EASTER DAY—The day when one wants to shout. What a pity not to be able to shout! But what a tragedy it would be not to want to shout!

Contemplating on the glories of our God and King, our hearts must ever sing:

I've found the pearl of greatest price,
     My heart doth sing for joy;

And sing I must, a Christ I have:
     O what a Christ have I!
Christ is my meat, Christ is my drink,
     My medicine and my health;
My peace, my strength, my joy, my crown,
     My glory and my wealth.

 

Peace

In Isaiah 32:15-17 we read:

". . . Until the Spirit be poured upon us . . . Then . . . shall righteousness remain in the fruitful field. And the work of righteousness shall be PEACE . . . and the effect of righteousness quietness and assurance forever."

This prophecy which was given through Isaiah to God's ancient people is realized today in the lives of all those who are under the control of the Spirit.

There are two ways whereby you may have the peace of God continually flooding and filling your heart. First, by turning everything over to Him in prayer and supplication and thanksgiving; and second, by letting your mind dwell on the lovely things which pertain to Him and His love.
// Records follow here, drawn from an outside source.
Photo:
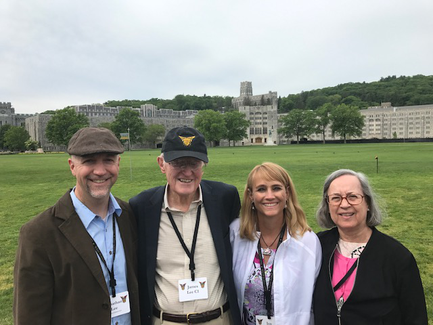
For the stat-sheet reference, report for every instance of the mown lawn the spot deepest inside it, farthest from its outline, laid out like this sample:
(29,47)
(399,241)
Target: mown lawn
(403,178)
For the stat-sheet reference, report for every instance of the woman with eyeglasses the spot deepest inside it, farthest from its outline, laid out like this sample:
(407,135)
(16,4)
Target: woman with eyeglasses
(366,276)
(276,256)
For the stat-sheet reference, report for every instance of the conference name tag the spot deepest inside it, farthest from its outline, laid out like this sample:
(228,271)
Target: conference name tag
(192,290)
(263,320)
(120,304)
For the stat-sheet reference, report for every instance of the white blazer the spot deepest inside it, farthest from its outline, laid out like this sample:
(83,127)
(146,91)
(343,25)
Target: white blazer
(296,267)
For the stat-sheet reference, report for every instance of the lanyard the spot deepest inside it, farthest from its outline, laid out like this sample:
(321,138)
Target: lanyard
(268,290)
(194,240)
(98,251)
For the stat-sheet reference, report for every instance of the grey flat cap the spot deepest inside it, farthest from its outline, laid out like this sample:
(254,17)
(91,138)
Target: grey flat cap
(91,140)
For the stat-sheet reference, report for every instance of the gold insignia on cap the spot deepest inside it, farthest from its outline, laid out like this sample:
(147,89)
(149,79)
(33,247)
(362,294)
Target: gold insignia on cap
(187,140)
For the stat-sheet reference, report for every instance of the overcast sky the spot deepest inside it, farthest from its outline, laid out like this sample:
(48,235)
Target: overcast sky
(55,53)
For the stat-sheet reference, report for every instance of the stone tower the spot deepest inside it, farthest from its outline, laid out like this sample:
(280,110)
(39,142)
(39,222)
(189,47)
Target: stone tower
(246,88)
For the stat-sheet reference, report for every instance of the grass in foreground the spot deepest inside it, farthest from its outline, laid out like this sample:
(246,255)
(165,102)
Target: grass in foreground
(31,183)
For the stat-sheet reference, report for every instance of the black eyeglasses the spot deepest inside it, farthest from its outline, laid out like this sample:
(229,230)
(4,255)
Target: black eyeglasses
(183,164)
(352,199)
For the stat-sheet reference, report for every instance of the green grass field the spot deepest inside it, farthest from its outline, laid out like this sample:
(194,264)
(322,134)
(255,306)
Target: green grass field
(31,183)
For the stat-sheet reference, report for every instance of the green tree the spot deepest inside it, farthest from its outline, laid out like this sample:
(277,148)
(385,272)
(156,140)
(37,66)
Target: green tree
(64,123)
(15,138)
(211,124)
(346,121)
(31,144)
(3,130)
(129,120)
(106,125)
(236,125)
(153,133)
(299,123)
(323,120)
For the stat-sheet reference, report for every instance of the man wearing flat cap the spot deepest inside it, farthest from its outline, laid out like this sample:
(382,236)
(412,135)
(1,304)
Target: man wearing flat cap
(184,254)
(76,262)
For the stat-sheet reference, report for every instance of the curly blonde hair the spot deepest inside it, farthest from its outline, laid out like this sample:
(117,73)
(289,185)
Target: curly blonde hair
(294,216)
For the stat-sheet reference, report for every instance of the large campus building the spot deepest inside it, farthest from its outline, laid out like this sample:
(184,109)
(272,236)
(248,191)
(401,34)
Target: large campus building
(261,112)
(389,122)
(381,122)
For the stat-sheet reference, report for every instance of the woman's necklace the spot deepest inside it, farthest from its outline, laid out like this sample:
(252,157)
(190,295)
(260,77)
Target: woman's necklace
(268,251)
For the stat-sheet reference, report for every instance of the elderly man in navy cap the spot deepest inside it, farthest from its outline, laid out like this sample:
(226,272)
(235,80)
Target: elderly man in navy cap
(76,262)
(184,253)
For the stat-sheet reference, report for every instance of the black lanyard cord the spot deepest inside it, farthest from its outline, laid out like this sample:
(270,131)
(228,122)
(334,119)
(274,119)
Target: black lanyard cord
(112,282)
(194,240)
(268,289)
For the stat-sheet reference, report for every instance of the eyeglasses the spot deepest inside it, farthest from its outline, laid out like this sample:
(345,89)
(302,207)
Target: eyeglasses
(183,164)
(352,199)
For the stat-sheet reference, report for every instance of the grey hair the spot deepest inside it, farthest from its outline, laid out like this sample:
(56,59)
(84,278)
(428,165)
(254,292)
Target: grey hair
(374,215)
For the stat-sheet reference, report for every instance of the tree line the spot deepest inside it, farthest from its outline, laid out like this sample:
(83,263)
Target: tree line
(400,91)
(309,112)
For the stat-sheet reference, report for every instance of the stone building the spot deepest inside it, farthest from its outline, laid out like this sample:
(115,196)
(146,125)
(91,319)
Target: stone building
(36,126)
(8,116)
(388,122)
(261,112)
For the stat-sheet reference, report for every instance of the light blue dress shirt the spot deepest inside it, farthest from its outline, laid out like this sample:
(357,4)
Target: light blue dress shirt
(102,233)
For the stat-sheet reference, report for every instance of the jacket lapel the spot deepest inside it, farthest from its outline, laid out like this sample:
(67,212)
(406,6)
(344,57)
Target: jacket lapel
(210,201)
(73,229)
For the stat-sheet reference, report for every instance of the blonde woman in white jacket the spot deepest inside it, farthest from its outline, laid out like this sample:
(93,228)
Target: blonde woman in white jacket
(276,256)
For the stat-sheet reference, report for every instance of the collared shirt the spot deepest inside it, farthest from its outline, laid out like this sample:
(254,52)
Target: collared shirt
(102,233)
(172,263)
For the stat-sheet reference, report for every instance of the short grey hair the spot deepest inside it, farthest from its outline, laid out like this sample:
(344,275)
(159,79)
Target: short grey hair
(374,215)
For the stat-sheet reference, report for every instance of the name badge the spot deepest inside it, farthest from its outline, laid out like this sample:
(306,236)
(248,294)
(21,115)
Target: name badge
(192,290)
(263,320)
(120,304)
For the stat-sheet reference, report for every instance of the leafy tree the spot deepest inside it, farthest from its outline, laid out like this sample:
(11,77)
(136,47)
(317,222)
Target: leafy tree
(106,125)
(323,120)
(153,133)
(299,123)
(129,120)
(3,130)
(346,121)
(15,138)
(236,125)
(211,124)
(64,124)
(31,144)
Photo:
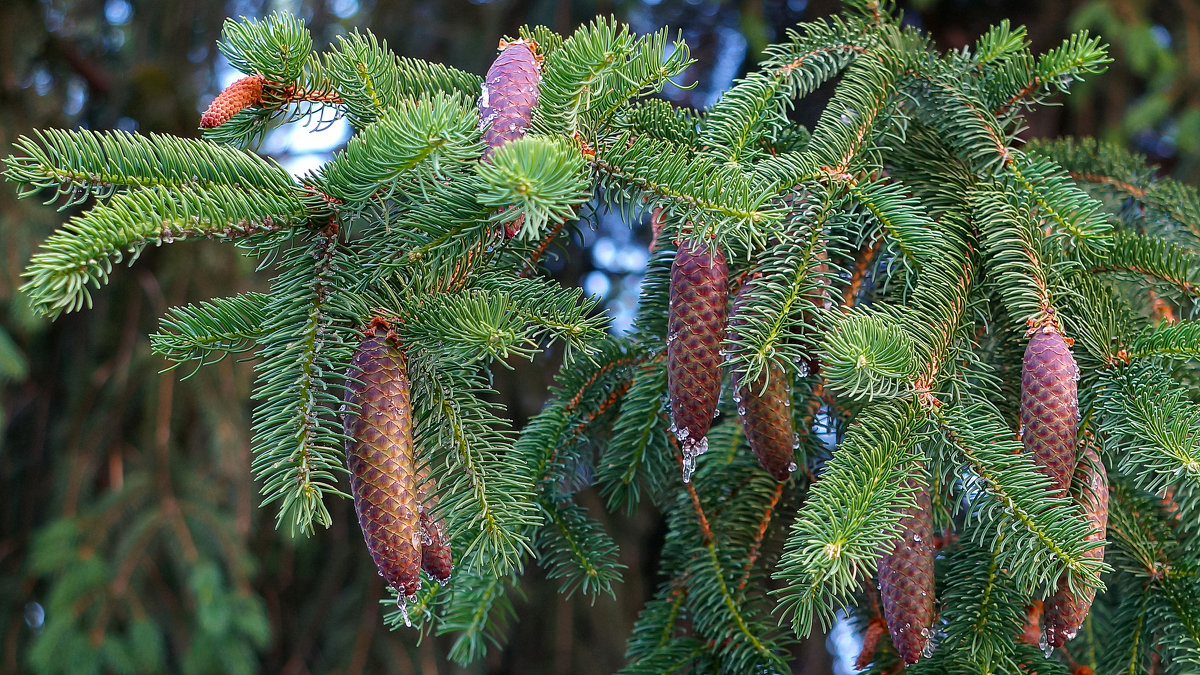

"Be careful for nothing; but in everything by prayer and supplication, with thanksgiving let your requests be made unto God. And the peace of God, which passeth all understanding, shall keep your hearts and minds through Christ Jesus. Finally, brethren, whatsoever things are true, whatsoever things are honest, whatsoever things are just, whatsoever things are pure, whatsoever things are lovely, whatsoever things are of good report . . . think on these things." (Philippians 4:6-8)

It is in the mind that the fiercest battles usually rage. This gives added significance to the comforting words of Isaiah 26:3:

"Thou wilt keep him in perfect peace, whose mind is stayed on thee. . . ."

It is when we allow the Spirit to center our thoughts on Jehovah that we experience His peace. The mind is at rest because it is filled with the knowledge that the Almighty can and will take care of any situation that we may encounter. Such peace is truly of the Spirit, for it is His work to enlighten the eyes of our understanding that we may know God in Christ.

". . . That the God of our Lord Jesus Christ, the Father of glory, may give unto you the spirit of wisdom and revelation in the knowledge of Him: the eyes of your understanding being enlightened . . ." (Ephesians 1: 17, 18)

We can fill our minds with whatever we choose. We can choose to fill our minds with the company and conversations of worldly people, or we can choose to meditate on the things of the Lord. If we let our minds be filled with worldly things, we must not be surprised if we lose the peace of God. Donald Gee wisely wrote, "A man might as well complain at having bad dreams if he reads an excitable criminal story before going to bed!"